Forza… volo… invulnerabilità […] Ma con un personaggio così potente, sarà difficile creare tensione drammatica! Insomma, che problemi può mai avere?

Passando, invece, ad Il marchio di Superman, seconda storia del volume, c’è da osservare che tecnicamente non può essere qualificato come Elseworlds di Superman : sia perché etichettato dalla DC Comics come Realworlds – linea editoriale dei primi anni 2000 che ha visto protagonisti anche Wonder Woman e Batman, sia perché legata solo indirettamente all’uomo d’acciaio.

Ambientato nell’America degli anni ’30, Il marchio di Superman segue le vicende di Eddie, un ingenuo garzone vessato di continuo dal suo datore di lavoro e dalla gang del quartiere, guidata dal carismatico Pete. Una sera, gli scherzi ai danni del giovane Eddie prendono una brutta piega: Pete e i suoi scagnozzi decidono di farlo ubriacare e di tatuargli sul petto il simbolo di Superman, eroe del suo fumetto preferito.

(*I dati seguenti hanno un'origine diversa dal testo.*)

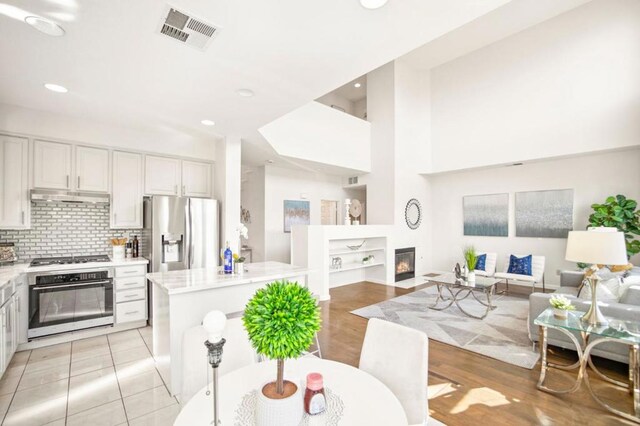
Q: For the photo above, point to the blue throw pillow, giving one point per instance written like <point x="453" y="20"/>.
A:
<point x="480" y="262"/>
<point x="520" y="265"/>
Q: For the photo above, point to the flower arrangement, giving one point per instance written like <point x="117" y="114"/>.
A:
<point x="561" y="302"/>
<point x="281" y="320"/>
<point x="470" y="257"/>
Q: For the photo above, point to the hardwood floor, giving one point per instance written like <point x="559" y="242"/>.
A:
<point x="467" y="388"/>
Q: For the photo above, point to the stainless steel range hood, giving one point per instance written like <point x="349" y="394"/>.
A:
<point x="54" y="196"/>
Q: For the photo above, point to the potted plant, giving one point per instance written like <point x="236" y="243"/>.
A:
<point x="619" y="212"/>
<point x="281" y="320"/>
<point x="238" y="263"/>
<point x="561" y="306"/>
<point x="471" y="258"/>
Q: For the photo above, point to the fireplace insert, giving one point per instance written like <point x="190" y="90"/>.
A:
<point x="405" y="263"/>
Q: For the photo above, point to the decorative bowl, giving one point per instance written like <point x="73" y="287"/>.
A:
<point x="356" y="247"/>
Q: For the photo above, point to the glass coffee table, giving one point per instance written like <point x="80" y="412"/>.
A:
<point x="460" y="290"/>
<point x="619" y="331"/>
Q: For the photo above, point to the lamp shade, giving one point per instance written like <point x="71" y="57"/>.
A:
<point x="214" y="323"/>
<point x="604" y="246"/>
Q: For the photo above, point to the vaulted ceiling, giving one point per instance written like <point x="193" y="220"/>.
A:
<point x="119" y="70"/>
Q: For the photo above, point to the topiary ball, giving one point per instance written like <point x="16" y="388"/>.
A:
<point x="282" y="320"/>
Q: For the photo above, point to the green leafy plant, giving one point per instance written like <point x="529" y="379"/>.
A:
<point x="619" y="212"/>
<point x="470" y="257"/>
<point x="282" y="320"/>
<point x="561" y="302"/>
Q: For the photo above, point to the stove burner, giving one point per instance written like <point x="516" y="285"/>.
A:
<point x="46" y="261"/>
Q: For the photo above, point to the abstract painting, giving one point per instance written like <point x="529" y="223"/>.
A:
<point x="544" y="214"/>
<point x="296" y="213"/>
<point x="486" y="215"/>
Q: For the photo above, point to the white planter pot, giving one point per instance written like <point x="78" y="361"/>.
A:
<point x="471" y="277"/>
<point x="560" y="313"/>
<point x="239" y="268"/>
<point x="280" y="412"/>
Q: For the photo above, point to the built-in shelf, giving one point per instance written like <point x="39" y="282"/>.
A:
<point x="338" y="253"/>
<point x="354" y="266"/>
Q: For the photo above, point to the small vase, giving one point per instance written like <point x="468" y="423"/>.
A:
<point x="560" y="313"/>
<point x="282" y="412"/>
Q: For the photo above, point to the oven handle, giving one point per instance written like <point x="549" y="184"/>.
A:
<point x="71" y="285"/>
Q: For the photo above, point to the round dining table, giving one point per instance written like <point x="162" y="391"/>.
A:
<point x="364" y="400"/>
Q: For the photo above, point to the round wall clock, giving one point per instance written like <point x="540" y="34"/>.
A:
<point x="413" y="214"/>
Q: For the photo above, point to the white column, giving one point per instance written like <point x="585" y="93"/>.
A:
<point x="227" y="189"/>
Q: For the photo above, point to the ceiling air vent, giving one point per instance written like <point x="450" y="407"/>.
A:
<point x="187" y="29"/>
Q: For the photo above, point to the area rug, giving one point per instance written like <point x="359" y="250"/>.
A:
<point x="501" y="335"/>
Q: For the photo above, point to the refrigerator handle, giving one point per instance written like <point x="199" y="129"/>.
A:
<point x="189" y="235"/>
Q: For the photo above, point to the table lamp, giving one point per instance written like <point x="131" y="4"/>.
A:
<point x="214" y="323"/>
<point x="597" y="246"/>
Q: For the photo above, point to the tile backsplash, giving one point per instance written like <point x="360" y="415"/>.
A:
<point x="65" y="229"/>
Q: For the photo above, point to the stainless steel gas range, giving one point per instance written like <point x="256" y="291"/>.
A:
<point x="74" y="296"/>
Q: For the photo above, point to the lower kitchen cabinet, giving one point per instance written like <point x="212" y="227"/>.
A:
<point x="130" y="294"/>
<point x="9" y="332"/>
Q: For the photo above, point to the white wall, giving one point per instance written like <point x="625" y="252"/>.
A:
<point x="333" y="98"/>
<point x="287" y="184"/>
<point x="593" y="178"/>
<point x="252" y="198"/>
<point x="381" y="114"/>
<point x="318" y="133"/>
<point x="43" y="124"/>
<point x="568" y="85"/>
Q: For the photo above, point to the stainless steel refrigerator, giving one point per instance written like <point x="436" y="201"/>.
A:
<point x="179" y="233"/>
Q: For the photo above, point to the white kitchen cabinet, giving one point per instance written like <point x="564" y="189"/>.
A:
<point x="196" y="179"/>
<point x="14" y="182"/>
<point x="130" y="294"/>
<point x="8" y="334"/>
<point x="127" y="192"/>
<point x="162" y="176"/>
<point x="51" y="165"/>
<point x="92" y="169"/>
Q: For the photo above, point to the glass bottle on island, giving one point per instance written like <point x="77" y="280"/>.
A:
<point x="228" y="260"/>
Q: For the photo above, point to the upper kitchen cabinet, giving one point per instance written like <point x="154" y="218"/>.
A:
<point x="127" y="191"/>
<point x="92" y="169"/>
<point x="51" y="165"/>
<point x="14" y="183"/>
<point x="196" y="179"/>
<point x="162" y="176"/>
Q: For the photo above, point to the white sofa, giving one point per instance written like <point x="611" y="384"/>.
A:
<point x="489" y="265"/>
<point x="537" y="272"/>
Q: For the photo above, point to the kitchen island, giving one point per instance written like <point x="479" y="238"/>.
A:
<point x="181" y="299"/>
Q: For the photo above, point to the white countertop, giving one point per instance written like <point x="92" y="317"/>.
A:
<point x="10" y="272"/>
<point x="190" y="280"/>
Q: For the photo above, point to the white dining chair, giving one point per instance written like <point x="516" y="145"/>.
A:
<point x="536" y="277"/>
<point x="489" y="265"/>
<point x="237" y="353"/>
<point x="398" y="357"/>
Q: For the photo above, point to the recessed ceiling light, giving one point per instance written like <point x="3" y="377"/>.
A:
<point x="245" y="93"/>
<point x="56" y="88"/>
<point x="45" y="26"/>
<point x="372" y="4"/>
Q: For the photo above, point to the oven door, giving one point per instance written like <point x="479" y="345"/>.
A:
<point x="56" y="308"/>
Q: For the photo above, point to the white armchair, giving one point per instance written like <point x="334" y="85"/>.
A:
<point x="489" y="265"/>
<point x="537" y="272"/>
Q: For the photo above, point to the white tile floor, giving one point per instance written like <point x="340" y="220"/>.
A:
<point x="105" y="380"/>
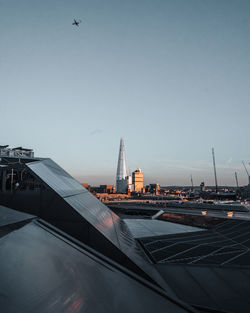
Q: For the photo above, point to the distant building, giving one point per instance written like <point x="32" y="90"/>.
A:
<point x="107" y="189"/>
<point x="137" y="179"/>
<point x="121" y="175"/>
<point x="130" y="183"/>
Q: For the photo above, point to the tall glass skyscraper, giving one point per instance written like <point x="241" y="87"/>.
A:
<point x="121" y="175"/>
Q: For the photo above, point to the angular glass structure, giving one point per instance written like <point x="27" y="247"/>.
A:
<point x="121" y="175"/>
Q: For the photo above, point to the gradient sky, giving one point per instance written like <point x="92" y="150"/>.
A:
<point x="171" y="77"/>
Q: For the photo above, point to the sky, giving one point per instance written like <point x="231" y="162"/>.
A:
<point x="170" y="77"/>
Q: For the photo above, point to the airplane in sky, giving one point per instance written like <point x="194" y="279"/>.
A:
<point x="76" y="22"/>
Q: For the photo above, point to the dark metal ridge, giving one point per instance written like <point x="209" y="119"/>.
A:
<point x="105" y="261"/>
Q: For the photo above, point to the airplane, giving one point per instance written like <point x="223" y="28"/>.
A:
<point x="76" y="22"/>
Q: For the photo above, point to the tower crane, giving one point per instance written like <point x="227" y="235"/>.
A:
<point x="215" y="175"/>
<point x="236" y="178"/>
<point x="246" y="172"/>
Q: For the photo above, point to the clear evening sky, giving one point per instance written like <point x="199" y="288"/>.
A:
<point x="171" y="77"/>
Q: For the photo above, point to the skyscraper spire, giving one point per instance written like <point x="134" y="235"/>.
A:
<point x="121" y="174"/>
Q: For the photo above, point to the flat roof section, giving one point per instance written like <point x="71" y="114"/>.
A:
<point x="148" y="228"/>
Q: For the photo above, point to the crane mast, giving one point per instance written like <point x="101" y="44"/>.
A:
<point x="236" y="178"/>
<point x="215" y="175"/>
<point x="246" y="172"/>
<point x="192" y="183"/>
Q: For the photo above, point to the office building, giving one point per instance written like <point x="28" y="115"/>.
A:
<point x="137" y="180"/>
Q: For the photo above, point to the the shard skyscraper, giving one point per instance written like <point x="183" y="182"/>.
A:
<point x="121" y="175"/>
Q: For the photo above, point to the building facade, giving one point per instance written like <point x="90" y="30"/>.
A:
<point x="121" y="174"/>
<point x="137" y="179"/>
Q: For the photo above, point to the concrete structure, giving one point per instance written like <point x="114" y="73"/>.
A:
<point x="137" y="179"/>
<point x="121" y="175"/>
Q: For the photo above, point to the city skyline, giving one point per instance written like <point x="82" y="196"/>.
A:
<point x="171" y="77"/>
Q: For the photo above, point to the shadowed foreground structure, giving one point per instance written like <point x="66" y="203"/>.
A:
<point x="62" y="250"/>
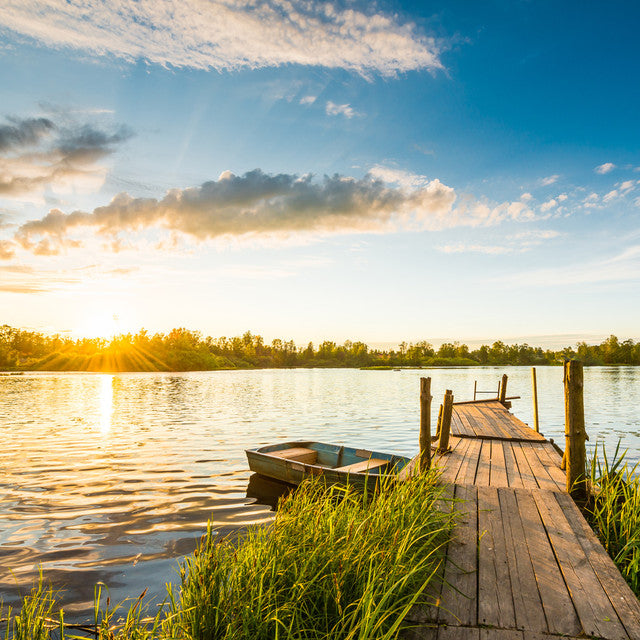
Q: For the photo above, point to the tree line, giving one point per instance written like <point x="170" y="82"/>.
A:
<point x="185" y="350"/>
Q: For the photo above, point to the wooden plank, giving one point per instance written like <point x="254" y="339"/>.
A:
<point x="595" y="611"/>
<point x="500" y="634"/>
<point x="469" y="468"/>
<point x="620" y="595"/>
<point x="511" y="466"/>
<point x="498" y="471"/>
<point x="449" y="463"/>
<point x="299" y="454"/>
<point x="364" y="465"/>
<point x="495" y="602"/>
<point x="528" y="479"/>
<point x="459" y="591"/>
<point x="539" y="471"/>
<point x="526" y="598"/>
<point x="483" y="474"/>
<point x="558" y="608"/>
<point x="458" y="633"/>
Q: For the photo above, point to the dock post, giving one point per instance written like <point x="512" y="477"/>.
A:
<point x="536" y="423"/>
<point x="502" y="397"/>
<point x="425" y="423"/>
<point x="445" y="422"/>
<point x="574" y="430"/>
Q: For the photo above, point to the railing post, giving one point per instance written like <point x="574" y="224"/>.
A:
<point x="503" y="390"/>
<point x="574" y="430"/>
<point x="445" y="422"/>
<point x="534" y="383"/>
<point x="425" y="423"/>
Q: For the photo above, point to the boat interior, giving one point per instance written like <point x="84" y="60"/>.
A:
<point x="338" y="458"/>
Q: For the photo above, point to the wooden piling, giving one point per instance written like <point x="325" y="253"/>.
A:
<point x="445" y="422"/>
<point x="425" y="423"/>
<point x="502" y="396"/>
<point x="536" y="423"/>
<point x="574" y="430"/>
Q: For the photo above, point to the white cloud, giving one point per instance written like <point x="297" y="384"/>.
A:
<point x="230" y="34"/>
<point x="605" y="168"/>
<point x="398" y="176"/>
<point x="345" y="110"/>
<point x="549" y="204"/>
<point x="260" y="205"/>
<point x="475" y="248"/>
<point x="621" y="268"/>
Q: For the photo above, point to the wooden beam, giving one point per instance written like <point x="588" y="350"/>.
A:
<point x="445" y="423"/>
<point x="425" y="423"/>
<point x="536" y="423"/>
<point x="574" y="430"/>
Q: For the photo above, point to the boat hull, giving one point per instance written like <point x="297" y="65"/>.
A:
<point x="266" y="462"/>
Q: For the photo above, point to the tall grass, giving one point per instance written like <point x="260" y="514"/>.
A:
<point x="614" y="512"/>
<point x="335" y="564"/>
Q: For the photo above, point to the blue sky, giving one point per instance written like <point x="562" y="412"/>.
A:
<point x="382" y="172"/>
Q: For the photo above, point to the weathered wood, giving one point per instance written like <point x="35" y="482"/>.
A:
<point x="495" y="602"/>
<point x="365" y="465"/>
<point x="526" y="598"/>
<point x="445" y="424"/>
<point x="299" y="454"/>
<point x="595" y="612"/>
<point x="575" y="433"/>
<point x="503" y="390"/>
<point x="425" y="423"/>
<point x="458" y="599"/>
<point x="534" y="384"/>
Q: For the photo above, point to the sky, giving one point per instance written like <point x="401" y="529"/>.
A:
<point x="340" y="170"/>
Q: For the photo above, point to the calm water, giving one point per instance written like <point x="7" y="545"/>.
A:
<point x="113" y="477"/>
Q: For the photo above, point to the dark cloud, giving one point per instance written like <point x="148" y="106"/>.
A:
<point x="23" y="133"/>
<point x="255" y="203"/>
<point x="40" y="152"/>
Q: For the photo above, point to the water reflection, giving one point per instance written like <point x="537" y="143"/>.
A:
<point x="106" y="403"/>
<point x="123" y="507"/>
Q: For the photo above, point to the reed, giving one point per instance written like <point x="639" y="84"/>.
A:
<point x="614" y="512"/>
<point x="335" y="564"/>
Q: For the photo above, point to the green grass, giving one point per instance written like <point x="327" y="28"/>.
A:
<point x="614" y="512"/>
<point x="334" y="564"/>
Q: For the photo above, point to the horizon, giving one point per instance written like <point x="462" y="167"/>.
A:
<point x="396" y="169"/>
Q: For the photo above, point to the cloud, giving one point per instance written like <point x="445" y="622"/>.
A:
<point x="345" y="110"/>
<point x="549" y="204"/>
<point x="623" y="267"/>
<point x="7" y="249"/>
<point x="605" y="168"/>
<point x="476" y="248"/>
<point x="258" y="204"/>
<point x="231" y="34"/>
<point x="36" y="153"/>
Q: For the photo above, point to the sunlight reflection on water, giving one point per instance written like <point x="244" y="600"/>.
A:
<point x="112" y="477"/>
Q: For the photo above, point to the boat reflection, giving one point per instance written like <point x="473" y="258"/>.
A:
<point x="266" y="490"/>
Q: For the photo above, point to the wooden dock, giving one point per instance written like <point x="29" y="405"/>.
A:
<point x="524" y="563"/>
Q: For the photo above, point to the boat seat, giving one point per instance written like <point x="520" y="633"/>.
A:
<point x="365" y="465"/>
<point x="299" y="454"/>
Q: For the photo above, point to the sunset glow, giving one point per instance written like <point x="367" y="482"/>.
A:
<point x="316" y="172"/>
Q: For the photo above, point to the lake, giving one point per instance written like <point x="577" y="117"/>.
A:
<point x="112" y="478"/>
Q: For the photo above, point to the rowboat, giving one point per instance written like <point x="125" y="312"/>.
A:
<point x="292" y="462"/>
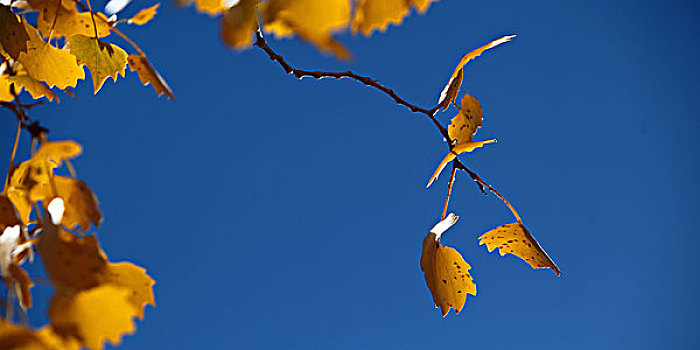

Licenziato dal suo capo, schernito ed emarginato dalla società, il ragazzo cerca riscatto tentando di svaligiare la casa di Pete, ma viene arrestato in flagrante dalla polizia. L’esperienza in carcere lo trasforma psico-fisicamente; lo rende un uomo arrogante e vendicativo, che sembra rovesciare i valori che simboleggia il marchio che porta sul petto.

Rispetto a Superman Inc., Il marchio di Superman è meno accattivante, più stereotipato e più pasticciato nello sviluppo psicologico del protagonista; i dialoghi esagerati e le parabole discendenti e ascendenti di Eddie non suscitano curiosità ed emozioni. Come se non bastasse, l’utilizzo del simbolismo di Superman non ha una giustificazione solida e rimane in secondo piano.

Sul piano delle illustrazioni c’è una forte diseguaglianza nella qualità e nella cura nei dettagli. In Superman, Inc, Garcia Lopez, storico disegnatore della Dc Comics, opta per la classica griglia libera – tipica dei fumetti americani sui supereroi -, nella quale le figure dei personaggi tendono a sovrapporsi in funzione di un effetto tridimensionale dal discreto impatto visivo.

Abilissimo nel dare “movimento” alla narrazione, l’artista spagnolo disegna spesso i protagonisti in figura intera, collocandoli al centro di pagine costellate da primi piani intensi . Il suo è un Superman imponente nell’aspetto fisico  e nelle movenze, ma anche delicato nelle espressioni. Buona anche la resa dei chiaroscuri, grazie alla colorazione di Dave Stewart.

Purtroppo, dinamismo, soluzioni grafiche originali ed espressività non sono presenti anche ne Il marchio di Superman, a causa di una griglia decisamente più rigida che penalizza l’estro creativo del disegnatore.

In generale, il volume Superman: realworlds offre una visione del mondo di Superman abbastanza trascurabile sul piano dell’intrattenimento e dell arricchimento della sua mitologia. A distinguersi positivamente, però, sono la riflessione sulla psicologia di Superman e, soprattutto, l’arte dell’immenso Garcia Lopez.